US20030009777A1

US20030009777A1 - Galanin

Info

Publication number: US20030009777A1
Application number: US09/230,463
Authority: US
Inventors: David Wynick
Original assignee: WITHERS AND ROGERS
Current assignee: University of Bristol; Neurotargets Ltd; WITHERS AND ROGERS
Priority date: 1996-07-24
Filing date: 1997-07-24
Publication date: 2003-01-09
Also published as: GB9901264D0; GB2331301C; DE69739760D1; DK1342410T3; ATE457125T1; EP1342410A2; ES2340984T3; WO1998003059A1; EP1342410B1; GB2331301A; DE69721005D1; DK0918455T3; EP1342410A3; AU3630297A; JP2000516212A; DE69721005T2; EP0918455A1; PT1342410E; ES2196349T3; PT918455E

Abstract

This invention relates to galanin and its uses. In particular, the invention provides a knockout mouse which lacks a functional galanin gene. The mouse may be used to investigate the effects of galanin. It has also been unexpectedly discovered that galanin antagonists may be used in the management of pain, particularly painful neuropathies, the suppression of pain, in the suppression of lactation, in the treatment of prolactinoma and in anaesthesia. Additionally, the use of galanin agonists may be used in the treatment of Alzheimer's disease, in improving memory and cognition and in the treatment of nerve damage, such as the promotion of nerve regeneration

Description

This invention relates to galanin, including analogues thereof and its uses.
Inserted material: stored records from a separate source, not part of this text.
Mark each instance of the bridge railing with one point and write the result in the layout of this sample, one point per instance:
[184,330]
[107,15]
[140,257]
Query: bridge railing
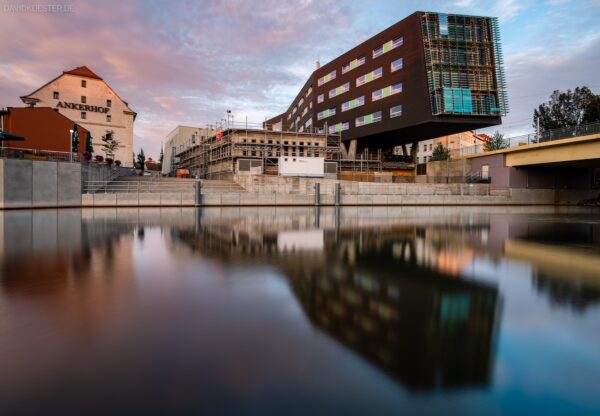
[554,134]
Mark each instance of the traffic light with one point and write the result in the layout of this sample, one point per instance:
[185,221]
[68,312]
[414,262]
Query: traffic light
[75,140]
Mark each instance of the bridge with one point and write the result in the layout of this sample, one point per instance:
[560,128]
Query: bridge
[556,159]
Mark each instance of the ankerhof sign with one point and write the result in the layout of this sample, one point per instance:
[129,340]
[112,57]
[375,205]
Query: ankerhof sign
[83,107]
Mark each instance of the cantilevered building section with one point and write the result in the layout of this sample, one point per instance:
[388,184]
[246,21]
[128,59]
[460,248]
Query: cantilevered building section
[427,76]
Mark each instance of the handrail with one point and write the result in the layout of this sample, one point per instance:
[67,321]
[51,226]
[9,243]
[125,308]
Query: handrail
[36,154]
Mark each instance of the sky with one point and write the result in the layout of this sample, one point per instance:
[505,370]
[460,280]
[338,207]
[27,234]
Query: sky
[188,62]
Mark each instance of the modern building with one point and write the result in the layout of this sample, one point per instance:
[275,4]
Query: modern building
[178,140]
[42,128]
[429,75]
[89,101]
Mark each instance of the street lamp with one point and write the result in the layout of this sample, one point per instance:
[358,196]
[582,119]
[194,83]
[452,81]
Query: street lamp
[71,145]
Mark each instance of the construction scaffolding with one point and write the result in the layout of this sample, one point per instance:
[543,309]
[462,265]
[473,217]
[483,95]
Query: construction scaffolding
[465,68]
[243,148]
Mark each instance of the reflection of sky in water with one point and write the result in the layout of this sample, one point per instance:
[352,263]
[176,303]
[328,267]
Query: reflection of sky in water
[192,314]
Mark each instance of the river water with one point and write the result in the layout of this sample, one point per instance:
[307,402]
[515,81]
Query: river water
[484,310]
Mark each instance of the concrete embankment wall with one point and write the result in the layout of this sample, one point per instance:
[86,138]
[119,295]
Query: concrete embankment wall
[39,184]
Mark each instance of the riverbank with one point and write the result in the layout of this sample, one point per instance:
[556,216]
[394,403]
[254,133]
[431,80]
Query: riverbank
[34,184]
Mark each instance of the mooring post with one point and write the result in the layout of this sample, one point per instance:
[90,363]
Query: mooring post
[198,193]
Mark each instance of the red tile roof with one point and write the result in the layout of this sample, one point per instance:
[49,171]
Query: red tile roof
[82,71]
Galanin is a 29 amino acid neuropeptide which was first isolated from porcine intestine in 1983. Subsequently, the cDNA for galanin was cloned from a rat anterior pituitary library in 1987. Nucleotide and amino-acid sequence analysis suggests that galanin is unrelated to any of the other known families of regulatory peptides, and remains the only member of its family. The N-terminal portion of galanin is highly conserved between species, there being variation in the C-terminal portion.

Galanin has a widespread distribution in the peripheral and central nervous systems, gut and pancreas. It is found in highest levels in the median eminence of hypothalamus and in the pituitary

WO92/12997 (General Hospital Corporation), published in 1992, discloses the sequence of human galanin. There is a discussion of studies by other workers involving the administration of rat galanin or its N-terminal fragments to augment the effect of morphine and this patent application suggests that galanin can be expected to exhibit analgesic effects such that it may be administered alone or in combination with other analgesics. The application claims the use of galanin or its analogues in the treatment of pain and the use of galanin antagonists in the treatment of certain other conditions.

WO92/20709 (Astra AB) discloses a number of putative galanin antagonists. The antagonists which are described are all based on the first 12 amino acids of galanin followed by partial sequences of other peptides i.e. chimeric peptides. Some may be agonists, some antagonists and some may be both depending on the receptor subtype. The application discloses that the antagonists may be useful for treatment of insulin-, growth hormone-, acetyl choline-, dopamine-, Substance P-, Somatostatin-, and noradrenaline-related conditions including endocrinology, food intake, neurology and psychiatry, Alzheimer's type dementia, analgesia, intestinal disease. The application discloses the results of studies using some of the antagonists described therein on various effects such as galanin inhibition of glucose stimulated insulin release; galanin induced inhibition of scopolamine induced ACh hippocampal release; galanin induced facilitation of the flexor reflex; the displacement of bound iodinated galanin in membrane binding studies. There is a suggestion in the application that the antagonists may be indicated for analgesia but there is no disclosure in the application of results to this effect.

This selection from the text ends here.